Satpol PP mendapati aktivitas bermain petasan kadang digelar di sekitar jalan raya. Ada juga di area perkampungan, hingga perbatasan wilayah dengan kabupaten lain. Berdasarkan pendataan aktivitas anak bermain petasan paling banyak dilakukan usai sahur hingga subuh, kemudian pada pagi hari antara pukul 06.00-09.00. Termasuk saat siang sekitar pukul 12.00.

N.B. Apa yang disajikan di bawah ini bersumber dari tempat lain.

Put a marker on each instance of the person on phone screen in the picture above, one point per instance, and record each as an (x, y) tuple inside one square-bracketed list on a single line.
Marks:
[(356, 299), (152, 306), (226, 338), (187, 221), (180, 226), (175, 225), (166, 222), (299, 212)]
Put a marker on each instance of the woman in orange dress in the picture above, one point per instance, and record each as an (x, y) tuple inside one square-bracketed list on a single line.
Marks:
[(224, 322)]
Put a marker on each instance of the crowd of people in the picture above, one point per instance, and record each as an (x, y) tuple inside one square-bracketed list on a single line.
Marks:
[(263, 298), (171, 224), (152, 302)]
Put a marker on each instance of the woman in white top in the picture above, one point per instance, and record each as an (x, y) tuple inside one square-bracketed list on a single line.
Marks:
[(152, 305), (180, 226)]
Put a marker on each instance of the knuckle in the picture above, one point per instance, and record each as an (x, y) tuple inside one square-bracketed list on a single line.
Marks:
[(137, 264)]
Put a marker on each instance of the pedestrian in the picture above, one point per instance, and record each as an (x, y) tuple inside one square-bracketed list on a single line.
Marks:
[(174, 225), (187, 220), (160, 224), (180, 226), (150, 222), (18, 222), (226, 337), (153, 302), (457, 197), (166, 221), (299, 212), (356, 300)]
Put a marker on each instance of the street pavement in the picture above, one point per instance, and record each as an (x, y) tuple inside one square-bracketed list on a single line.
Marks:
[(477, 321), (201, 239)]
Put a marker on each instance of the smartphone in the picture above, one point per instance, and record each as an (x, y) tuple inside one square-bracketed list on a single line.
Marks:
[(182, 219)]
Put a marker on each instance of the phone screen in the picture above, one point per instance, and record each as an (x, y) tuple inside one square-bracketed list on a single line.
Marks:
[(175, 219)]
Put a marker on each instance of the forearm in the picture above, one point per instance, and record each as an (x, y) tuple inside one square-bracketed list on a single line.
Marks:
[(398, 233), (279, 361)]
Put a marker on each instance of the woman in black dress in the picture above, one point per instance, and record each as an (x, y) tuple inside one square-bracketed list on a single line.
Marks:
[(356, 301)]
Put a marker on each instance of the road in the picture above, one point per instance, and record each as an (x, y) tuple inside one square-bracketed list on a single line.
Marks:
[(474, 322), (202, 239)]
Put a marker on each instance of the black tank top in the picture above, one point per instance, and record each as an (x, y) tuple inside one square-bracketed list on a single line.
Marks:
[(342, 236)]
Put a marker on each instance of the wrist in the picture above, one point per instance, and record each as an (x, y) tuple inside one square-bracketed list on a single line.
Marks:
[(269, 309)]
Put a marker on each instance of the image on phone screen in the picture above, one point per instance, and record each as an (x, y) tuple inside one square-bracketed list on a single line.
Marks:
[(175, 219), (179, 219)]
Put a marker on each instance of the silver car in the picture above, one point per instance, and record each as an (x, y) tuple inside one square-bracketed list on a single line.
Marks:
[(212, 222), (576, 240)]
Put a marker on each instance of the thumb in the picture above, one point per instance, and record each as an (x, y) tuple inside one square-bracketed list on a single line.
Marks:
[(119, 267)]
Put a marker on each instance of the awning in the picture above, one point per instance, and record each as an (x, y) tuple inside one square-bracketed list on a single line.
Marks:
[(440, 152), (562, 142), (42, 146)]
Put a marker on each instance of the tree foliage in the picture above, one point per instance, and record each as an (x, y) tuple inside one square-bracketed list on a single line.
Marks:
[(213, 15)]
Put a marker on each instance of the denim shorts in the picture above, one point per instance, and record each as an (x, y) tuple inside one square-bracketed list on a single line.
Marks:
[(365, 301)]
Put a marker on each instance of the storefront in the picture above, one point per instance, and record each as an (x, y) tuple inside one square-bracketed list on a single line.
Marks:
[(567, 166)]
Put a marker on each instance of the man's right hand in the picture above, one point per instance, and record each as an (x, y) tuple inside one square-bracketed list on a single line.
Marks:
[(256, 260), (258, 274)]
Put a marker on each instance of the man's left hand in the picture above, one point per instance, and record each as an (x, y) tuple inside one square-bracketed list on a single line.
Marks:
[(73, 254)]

”Jenis petasannya bervariasi. Ada yang pakai petasan buatan pabrik dan ada juga yang memakai petasan buatan sendiri. Seperti model petasan tong dari bambu atau paralon, dan dari busi bekas yang diberi korek api yang dinyalakan dengan cara dilempar,” papar Arif.
Aktivitas bermain petasan itu ditertibkan karena banyaknya laporan warga yang resah dengan kegiatan itu.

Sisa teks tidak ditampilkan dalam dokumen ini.